In the past, all of the trash in country was organic. You ate watermelon or chicken or made a cake and you could put the waste in the back yard or on the side of the rode. That waste would break down quickly and provide nutrients to the earth. Glass bottles and jars were always reused and repurposed. Folks of lower economic means back home in Philly understand this ritual very well. Our Ragu jars, and Country Crook jars were always used to hold bacon fat or left over food. However as plastics and other inorganic materials were introduced to society they would not break down. As people in the Campo were able to get more money they wanted to spend it on packaged items. These items show that you are no longer strugling that you can afford to go into the city and buy goods that used to be reserved for the middle class or rich. The only problem is that unlike those other groups of people the packaged goods were stuck. The burning of trash is a large public health issue as it increase cancer risk, asthma, and leads to other health problems. It also lowers the quality of life in these beautiful towns but the people living under these conditions don't know what to do. Thats where organizations like the Peace Corps come in!

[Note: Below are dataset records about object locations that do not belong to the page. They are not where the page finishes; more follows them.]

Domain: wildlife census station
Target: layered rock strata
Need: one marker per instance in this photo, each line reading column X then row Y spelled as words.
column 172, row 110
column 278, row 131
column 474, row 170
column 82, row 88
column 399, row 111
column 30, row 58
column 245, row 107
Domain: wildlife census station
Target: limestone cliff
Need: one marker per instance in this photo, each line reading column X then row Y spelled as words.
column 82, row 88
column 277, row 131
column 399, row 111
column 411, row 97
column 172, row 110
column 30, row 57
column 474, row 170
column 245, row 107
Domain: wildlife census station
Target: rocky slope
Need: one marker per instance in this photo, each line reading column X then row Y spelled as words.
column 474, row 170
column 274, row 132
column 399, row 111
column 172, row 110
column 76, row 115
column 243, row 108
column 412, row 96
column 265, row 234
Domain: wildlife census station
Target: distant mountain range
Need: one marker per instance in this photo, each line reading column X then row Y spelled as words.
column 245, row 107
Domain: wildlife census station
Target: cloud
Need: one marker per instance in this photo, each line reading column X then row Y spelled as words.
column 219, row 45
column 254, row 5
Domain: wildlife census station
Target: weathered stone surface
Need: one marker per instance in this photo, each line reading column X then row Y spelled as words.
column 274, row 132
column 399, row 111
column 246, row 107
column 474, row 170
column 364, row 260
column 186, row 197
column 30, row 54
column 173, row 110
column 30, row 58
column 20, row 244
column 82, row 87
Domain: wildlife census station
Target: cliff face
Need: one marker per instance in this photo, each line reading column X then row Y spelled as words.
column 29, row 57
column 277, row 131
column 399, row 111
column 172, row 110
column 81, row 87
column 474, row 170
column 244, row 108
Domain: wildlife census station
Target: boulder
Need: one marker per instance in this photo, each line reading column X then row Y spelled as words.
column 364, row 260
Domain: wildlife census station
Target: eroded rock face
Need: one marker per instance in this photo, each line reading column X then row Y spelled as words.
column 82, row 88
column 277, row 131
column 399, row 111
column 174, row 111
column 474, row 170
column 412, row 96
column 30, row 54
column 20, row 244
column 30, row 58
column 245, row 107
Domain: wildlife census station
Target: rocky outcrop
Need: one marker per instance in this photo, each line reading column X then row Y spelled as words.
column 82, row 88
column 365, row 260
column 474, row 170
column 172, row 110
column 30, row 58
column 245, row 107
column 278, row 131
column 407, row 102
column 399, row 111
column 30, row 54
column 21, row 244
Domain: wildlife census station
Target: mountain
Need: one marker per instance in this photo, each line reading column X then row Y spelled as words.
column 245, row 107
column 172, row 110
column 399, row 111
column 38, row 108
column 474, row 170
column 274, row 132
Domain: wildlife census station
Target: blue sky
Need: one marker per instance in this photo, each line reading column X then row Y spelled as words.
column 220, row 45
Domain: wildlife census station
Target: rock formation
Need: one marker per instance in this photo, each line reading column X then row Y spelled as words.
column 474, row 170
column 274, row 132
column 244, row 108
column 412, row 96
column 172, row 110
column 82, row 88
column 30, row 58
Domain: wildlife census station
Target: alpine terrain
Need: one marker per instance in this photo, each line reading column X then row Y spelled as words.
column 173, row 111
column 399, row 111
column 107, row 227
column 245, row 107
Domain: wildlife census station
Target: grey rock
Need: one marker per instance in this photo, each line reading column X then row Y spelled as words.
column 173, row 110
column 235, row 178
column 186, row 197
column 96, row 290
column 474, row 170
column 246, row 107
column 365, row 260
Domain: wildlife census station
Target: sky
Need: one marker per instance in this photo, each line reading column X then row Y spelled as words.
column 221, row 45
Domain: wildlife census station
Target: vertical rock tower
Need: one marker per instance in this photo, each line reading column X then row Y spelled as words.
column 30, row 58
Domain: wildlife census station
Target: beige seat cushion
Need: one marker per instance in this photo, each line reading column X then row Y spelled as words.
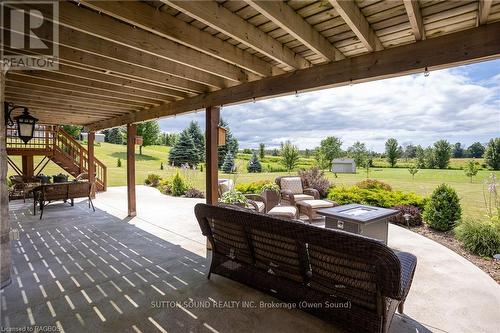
column 302, row 197
column 315, row 204
column 260, row 205
column 284, row 211
column 293, row 184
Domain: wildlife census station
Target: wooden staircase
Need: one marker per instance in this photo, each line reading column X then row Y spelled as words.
column 57, row 146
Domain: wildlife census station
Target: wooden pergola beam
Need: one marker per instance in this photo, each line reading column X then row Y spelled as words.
column 76, row 47
column 286, row 18
column 223, row 20
column 19, row 76
column 415, row 17
column 110, row 29
column 484, row 11
column 68, row 92
column 168, row 26
column 354, row 18
column 441, row 52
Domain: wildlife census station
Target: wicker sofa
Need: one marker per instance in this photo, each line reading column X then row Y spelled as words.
column 47, row 193
column 358, row 281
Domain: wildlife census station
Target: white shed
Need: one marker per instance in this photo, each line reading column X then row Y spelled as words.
column 343, row 165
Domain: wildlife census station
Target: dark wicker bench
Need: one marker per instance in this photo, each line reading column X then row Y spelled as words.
column 358, row 282
column 46, row 193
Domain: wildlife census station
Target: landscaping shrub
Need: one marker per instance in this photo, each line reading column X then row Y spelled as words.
column 179, row 186
column 254, row 187
column 315, row 178
column 414, row 212
column 375, row 197
column 481, row 238
column 165, row 186
column 233, row 197
column 194, row 193
column 152, row 180
column 443, row 210
column 373, row 184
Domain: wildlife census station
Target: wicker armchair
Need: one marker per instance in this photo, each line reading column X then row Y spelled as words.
column 22, row 186
column 362, row 280
column 294, row 188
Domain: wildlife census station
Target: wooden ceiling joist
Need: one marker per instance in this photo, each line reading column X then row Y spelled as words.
column 150, row 97
column 453, row 49
column 223, row 20
column 415, row 17
column 287, row 19
column 354, row 18
column 97, row 93
column 112, row 30
column 44, row 89
column 168, row 26
column 484, row 11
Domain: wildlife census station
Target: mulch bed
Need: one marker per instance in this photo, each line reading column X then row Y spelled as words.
column 488, row 265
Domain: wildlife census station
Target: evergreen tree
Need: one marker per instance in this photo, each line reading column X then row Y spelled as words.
column 442, row 153
column 230, row 146
column 228, row 165
column 72, row 130
column 492, row 154
column 184, row 151
column 254, row 164
column 198, row 139
column 115, row 135
column 262, row 150
column 475, row 150
column 392, row 151
column 150, row 131
column 290, row 156
column 458, row 151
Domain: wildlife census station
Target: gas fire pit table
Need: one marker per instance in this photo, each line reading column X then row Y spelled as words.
column 359, row 219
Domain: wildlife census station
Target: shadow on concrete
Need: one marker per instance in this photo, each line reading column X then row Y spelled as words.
column 87, row 271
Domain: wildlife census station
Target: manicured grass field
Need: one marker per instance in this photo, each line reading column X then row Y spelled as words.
column 425, row 181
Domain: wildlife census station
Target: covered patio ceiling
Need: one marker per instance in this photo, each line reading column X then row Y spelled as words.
column 129, row 62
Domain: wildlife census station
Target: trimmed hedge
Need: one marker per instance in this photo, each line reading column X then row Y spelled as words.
column 375, row 197
column 442, row 212
column 481, row 238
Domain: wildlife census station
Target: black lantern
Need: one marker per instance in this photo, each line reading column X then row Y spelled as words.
column 25, row 122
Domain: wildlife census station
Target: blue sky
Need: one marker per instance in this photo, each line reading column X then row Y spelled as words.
column 460, row 104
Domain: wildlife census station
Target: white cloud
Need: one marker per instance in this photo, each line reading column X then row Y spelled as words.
column 448, row 104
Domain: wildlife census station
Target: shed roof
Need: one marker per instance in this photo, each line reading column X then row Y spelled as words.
column 128, row 62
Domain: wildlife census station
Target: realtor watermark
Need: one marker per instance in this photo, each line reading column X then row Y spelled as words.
column 30, row 35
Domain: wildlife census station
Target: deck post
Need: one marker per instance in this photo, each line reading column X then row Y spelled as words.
column 28, row 165
column 5, row 259
column 90, row 161
column 131, row 133
column 212, row 115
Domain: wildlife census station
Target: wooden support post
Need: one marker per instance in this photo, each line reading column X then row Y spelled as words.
column 212, row 115
column 5, row 259
column 28, row 165
column 90, row 161
column 131, row 133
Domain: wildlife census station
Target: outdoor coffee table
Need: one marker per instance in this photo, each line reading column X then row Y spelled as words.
column 359, row 219
column 309, row 207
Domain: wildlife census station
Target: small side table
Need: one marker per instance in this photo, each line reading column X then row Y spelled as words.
column 359, row 219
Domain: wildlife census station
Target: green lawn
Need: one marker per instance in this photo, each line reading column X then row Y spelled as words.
column 425, row 181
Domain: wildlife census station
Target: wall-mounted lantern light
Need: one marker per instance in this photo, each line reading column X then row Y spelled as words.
column 221, row 136
column 25, row 122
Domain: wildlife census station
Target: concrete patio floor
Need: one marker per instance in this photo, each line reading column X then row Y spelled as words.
column 82, row 271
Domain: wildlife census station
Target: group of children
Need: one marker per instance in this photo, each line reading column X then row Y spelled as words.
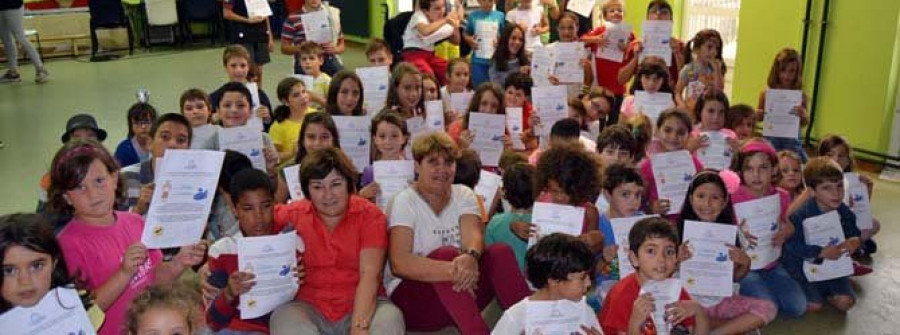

I am part of the environmental sector. It is my job to help develop better waste management solutions with the people in my town. Already I am talking to people about the dangers of trash burning. I learned during training that we can use plastic bottles and stuff trash in those bottles. We can then bury those bottles and it protects the toxins from entering into the ground water. I am lucky in that my site does have a "trash man" of sorts. He comes once a month. Many times with only one day notice and carts away trash for 3 dollars. It is an underused service however because of the lack of information. It is my goal to streamline that process and implement a recycling program. I think that with the help of the beautiful people of Portobelillo that we can do it.